Movie Review

  • Johnny English review
Poor Rowan Atkinson. He really is a great comedian, I swear. His antics in the BBC’s “Black Adder” and “Bean” still make me convulse in laughter fifteen years and hundreds of viewings later. Johnny English doesn’t do his comedic timing or ability to turn a facial twitch into a soliloquy justice at all.

Johnny worked in the back office of MI7 and dreamed of being a suave, sexy super spy until the day that every spy in the country was killed (due to his negligence, which his superiors didn’t seem to realize). Scraping the bottom of the barrel as it were, they then set Johnny to protect the crown jewels.

Of course, Johnny has them stolen out from under his prodigious nose, leading him to uncover a devious criminal plot masterminded by Frenchman Pascal Sauvage (John Malkovitch with possibly the worst accent known to man). This of course leads to much British/French rivalry humor that most Americans probably won’t get unless they know how much two countries loathe each other.

Johnny is completely incompetent, but he has the aid of his much more on the ball assistant Ben (Ben Miller), and the completely God-only-knows-why-gobsmacked-with-him Interpol agent Lorna (Natalie Imbruglia) who doubles as the required amount of T&A.

The first half of the movie is literally agonizing to watch. I sat in my seat and squirmed and hid my face and moaned in agony as the worst sight gags and jokes known to man telegraphed themselves ages in advance. And then Rowan Atkinson would freeze, look at the camera, and the corner of his eye would twitch.

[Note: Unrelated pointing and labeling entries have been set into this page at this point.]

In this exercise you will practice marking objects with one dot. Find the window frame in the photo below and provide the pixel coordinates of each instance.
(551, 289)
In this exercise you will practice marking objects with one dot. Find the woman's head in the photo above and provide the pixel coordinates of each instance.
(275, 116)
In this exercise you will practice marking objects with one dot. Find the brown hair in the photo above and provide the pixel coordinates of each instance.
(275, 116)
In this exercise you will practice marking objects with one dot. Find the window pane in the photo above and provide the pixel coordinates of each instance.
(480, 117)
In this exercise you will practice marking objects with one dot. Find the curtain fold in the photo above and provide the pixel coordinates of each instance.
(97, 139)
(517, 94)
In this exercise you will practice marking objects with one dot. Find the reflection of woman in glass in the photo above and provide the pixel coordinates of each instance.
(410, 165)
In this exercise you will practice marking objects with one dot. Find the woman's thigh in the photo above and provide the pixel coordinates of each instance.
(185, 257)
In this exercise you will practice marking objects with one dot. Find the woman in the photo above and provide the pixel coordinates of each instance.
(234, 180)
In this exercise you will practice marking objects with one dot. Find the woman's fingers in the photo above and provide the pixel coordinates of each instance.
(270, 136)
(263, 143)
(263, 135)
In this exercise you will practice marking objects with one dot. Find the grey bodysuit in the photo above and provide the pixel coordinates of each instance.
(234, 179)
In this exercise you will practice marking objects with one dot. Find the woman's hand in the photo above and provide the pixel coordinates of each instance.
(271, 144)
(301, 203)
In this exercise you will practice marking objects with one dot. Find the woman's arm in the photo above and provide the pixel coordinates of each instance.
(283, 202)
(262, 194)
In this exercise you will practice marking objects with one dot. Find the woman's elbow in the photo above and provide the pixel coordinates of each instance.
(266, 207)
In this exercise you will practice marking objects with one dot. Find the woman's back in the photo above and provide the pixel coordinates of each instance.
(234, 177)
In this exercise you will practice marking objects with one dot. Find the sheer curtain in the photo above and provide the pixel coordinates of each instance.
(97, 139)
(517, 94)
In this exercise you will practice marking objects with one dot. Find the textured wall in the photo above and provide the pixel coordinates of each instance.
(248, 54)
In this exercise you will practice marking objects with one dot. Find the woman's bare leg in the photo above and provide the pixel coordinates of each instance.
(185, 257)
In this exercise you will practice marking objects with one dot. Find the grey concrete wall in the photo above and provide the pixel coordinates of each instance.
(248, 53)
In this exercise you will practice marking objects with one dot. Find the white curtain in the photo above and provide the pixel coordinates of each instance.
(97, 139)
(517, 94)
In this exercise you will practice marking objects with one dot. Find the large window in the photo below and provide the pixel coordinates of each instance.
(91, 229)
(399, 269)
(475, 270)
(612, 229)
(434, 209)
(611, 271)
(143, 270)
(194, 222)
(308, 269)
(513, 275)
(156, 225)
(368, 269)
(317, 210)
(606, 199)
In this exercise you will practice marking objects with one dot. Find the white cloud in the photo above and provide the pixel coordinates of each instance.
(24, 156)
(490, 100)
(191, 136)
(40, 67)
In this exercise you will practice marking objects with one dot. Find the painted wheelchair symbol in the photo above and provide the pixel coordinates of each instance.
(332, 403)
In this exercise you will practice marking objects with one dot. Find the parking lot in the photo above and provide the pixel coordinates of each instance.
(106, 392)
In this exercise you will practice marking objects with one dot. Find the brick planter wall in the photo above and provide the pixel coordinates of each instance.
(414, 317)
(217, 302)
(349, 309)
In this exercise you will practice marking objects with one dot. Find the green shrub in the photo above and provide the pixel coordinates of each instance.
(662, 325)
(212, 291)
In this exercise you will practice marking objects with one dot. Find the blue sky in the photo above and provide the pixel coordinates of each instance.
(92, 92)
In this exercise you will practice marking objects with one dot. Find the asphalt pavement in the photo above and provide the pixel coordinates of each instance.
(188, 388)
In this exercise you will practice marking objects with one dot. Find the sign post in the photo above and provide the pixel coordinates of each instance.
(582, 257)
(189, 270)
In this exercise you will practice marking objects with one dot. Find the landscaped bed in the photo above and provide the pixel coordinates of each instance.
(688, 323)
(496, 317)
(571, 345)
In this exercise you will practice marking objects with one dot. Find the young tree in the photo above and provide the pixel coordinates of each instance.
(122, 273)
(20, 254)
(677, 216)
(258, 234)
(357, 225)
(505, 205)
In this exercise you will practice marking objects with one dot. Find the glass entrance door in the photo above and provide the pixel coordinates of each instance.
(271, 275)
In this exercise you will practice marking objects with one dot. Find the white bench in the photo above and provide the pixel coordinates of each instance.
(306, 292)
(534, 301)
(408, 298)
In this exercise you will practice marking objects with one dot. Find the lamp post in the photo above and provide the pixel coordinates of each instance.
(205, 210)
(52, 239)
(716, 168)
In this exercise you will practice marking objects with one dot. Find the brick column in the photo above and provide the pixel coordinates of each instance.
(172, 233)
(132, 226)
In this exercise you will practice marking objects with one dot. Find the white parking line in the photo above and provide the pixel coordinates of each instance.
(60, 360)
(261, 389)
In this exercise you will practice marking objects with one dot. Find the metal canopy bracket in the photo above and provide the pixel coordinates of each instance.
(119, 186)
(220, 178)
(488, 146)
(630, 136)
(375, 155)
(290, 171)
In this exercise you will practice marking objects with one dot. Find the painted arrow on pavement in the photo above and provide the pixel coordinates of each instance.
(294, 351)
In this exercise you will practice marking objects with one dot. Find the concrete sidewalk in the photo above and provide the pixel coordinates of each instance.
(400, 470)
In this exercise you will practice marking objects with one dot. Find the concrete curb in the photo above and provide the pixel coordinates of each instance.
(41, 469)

And I laughed. Lord, how I laughed. I laughed so hard that I was almost sick at one point. But it wasn’t a laugh at a brilliant joke kind of laugh. It was more of an “I can’t believe I’m watching this, I can’t believe I’m seeing this, I can’t believe they did that” kind of laugh as he shoots his boss’s secretary, or exposes the Archbishop of Canterbury’s bare buttocks to the world, or where he climbs up the sewer pipe into the Sauvage’s chateau and comes up covered in lumps of … well… poo.

Rowan really is much better than this. I know he is. I’ve seen it. He’s a brilliant physical comedian who can double you over with just a look. Just look at the scenes in the movie of him in the bathroom. That is the brilliance of Rowan Atkinson.

Unfortunately, they didn’t tape enough of that to fill up the one hour and twenty minutes of the film. Of course, my eight year old thought the movie was Oscar quality. I’ll let that statement speak for itself.